I have a minute here while waiting for a class to vacate a room so I can see if I left my waterbottle there while talking to them about this Clipse video. During this minute I want to write, briefly, to say that Versal #8 arrived from Amsterdam yesterday, and it is amazingly beautiful. It is up there with the most impressive journals I have had the pleasure of being part of. I'll write more, maybe about how fucking awesome Brandon Shimoda's piece is, or about Editor Megan Garr's intro on the translocal which I was immediately fascinated by, when I'm back with the journal, which traveled with me yesterday but today did not.

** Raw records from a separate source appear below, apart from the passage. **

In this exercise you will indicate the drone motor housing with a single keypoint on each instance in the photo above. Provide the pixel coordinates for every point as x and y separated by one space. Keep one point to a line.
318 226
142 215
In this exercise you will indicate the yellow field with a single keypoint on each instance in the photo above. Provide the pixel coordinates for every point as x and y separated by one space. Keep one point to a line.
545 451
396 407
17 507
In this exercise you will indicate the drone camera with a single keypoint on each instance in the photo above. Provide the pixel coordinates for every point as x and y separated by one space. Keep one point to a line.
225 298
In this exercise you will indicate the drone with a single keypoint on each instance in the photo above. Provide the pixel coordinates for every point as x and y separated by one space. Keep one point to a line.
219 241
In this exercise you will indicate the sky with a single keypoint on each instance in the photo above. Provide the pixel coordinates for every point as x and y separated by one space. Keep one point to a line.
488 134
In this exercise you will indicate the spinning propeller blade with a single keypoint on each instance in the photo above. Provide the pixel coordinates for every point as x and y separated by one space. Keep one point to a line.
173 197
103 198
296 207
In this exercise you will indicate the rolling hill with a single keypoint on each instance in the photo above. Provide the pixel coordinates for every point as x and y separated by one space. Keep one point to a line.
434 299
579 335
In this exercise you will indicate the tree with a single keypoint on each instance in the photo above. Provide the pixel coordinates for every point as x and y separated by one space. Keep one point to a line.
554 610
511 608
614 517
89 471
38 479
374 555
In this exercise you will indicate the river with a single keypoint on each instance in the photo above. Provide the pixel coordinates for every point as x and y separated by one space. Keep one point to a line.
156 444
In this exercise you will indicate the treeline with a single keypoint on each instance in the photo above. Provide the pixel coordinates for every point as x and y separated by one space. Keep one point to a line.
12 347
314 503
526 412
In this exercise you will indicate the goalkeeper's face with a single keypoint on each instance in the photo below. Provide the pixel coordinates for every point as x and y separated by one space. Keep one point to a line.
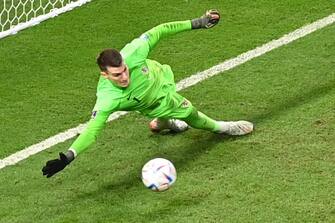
118 75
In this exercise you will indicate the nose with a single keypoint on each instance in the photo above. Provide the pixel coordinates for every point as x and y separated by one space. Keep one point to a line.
124 76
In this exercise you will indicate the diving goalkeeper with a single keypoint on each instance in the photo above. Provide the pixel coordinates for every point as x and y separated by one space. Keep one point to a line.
131 82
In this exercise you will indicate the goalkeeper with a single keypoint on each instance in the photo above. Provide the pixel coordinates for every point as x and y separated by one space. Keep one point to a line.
131 82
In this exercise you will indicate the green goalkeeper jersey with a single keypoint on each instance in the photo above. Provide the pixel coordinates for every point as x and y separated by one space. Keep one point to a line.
149 82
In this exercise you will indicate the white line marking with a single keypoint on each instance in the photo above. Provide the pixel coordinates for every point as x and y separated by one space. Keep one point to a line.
185 83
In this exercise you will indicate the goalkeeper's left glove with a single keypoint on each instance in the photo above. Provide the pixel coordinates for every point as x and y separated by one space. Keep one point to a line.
208 20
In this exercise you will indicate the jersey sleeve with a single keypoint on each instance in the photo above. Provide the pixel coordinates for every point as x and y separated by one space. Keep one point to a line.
137 51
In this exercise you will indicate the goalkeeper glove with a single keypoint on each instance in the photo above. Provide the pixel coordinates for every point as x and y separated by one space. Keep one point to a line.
208 20
54 166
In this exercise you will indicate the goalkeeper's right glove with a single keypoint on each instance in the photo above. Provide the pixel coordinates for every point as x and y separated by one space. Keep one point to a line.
54 166
208 20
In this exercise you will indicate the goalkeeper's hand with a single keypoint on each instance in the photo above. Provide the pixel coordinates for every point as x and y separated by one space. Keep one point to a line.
54 166
208 20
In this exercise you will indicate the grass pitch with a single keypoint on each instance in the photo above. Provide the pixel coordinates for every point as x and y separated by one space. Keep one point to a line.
283 172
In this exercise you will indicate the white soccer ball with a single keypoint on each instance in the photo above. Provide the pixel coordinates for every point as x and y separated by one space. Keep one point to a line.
158 174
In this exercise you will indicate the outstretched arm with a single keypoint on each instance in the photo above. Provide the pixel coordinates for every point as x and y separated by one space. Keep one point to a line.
95 126
208 20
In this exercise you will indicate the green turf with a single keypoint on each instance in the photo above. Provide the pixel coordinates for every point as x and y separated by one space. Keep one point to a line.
48 73
283 172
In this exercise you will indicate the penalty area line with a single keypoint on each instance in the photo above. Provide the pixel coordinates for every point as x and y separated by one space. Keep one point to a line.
185 83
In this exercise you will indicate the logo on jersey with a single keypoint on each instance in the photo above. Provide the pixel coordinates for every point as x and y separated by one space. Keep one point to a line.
144 36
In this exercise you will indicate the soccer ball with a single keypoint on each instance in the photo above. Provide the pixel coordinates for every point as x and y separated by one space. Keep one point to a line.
158 174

For now, I just wanted to shout some props out there into the ether.

Monday, May 17, 2010

and since I made it here...

Writing about Jay Z's "Empire State of Mind." How there's only states of mind left, not states, when it comes to empire. The last gasp of the rap of American hegemony. The true end of the 20th century, the American century; thus the black and white, thus the Sinatra references, thus the vested heights for the final verse, thus the cloudy and overwhelming nostalgia of the whole thing. A dirge for place, for the era when place mattered, for the version of capital accumulation in which seats of power were physical and not financial, for the tangibility of monuments. "The upper-crust landmarks [Jay-Z] now references are a far cry from the grimy Marcy Projects sights that he once detailed, something that perhaps is to be expected from the self-described 'new Sinatra'" sez USA Today, by which Steve Jones really means that white people miss the financial bubble too, so we're feelin' it.

"Long live the world trade"—as in the best art the song gets it, precisely, and precisely does not. It is the living long of world trade as a system—of the age of globalization, we might say, or postmodernism, others might scoff—which sculpts all of the above. It was the spectacular death of the physical version, of the towers, that marked one version of the end of the American century. So it does and does not live long, just like the New York City of the video, in enough b&w for a Sinatra box set (I would've guessed sepia, though perhaps the case can be made that sepia intones 19th c., ceding the 20th to b&w). When, at the end of the video, Jay-Z and Alicia Keys spark into bright color, on a glowing red staircase in Times Square, they read not as suddenly contemporary, but rather just laconically aware that the second half of the 20th century is also over. "These streets will make you feel brand new, bright lights will inspire you," croons the hook, but it sounds like a plea. Alas, "make it new" was a directive for a different day; the song isn't about youth and vitality, and it isn't a song for graduations or bar mitzvahs. "Empire State of Mind" is a song for a retirement party, for the end of a good run, a song to remember you by. It marks, as I said, the true end of the 20th century—when New York as a place, when place as a meaningful marker and America as the center of something, finally shut down. It was Ford who said Drop Dead, but Obama presides now as the whistle signals the end of the shift.

This is where the conclusion, the final coda, of this dissertation begins—not at the beginning of the end, but at its end. The moment when art recorded again the ages-old historical inevitability that all empires shudder to a finale. Welcome to the 21st century! (And who else could be coming up the bright red staircase but China?)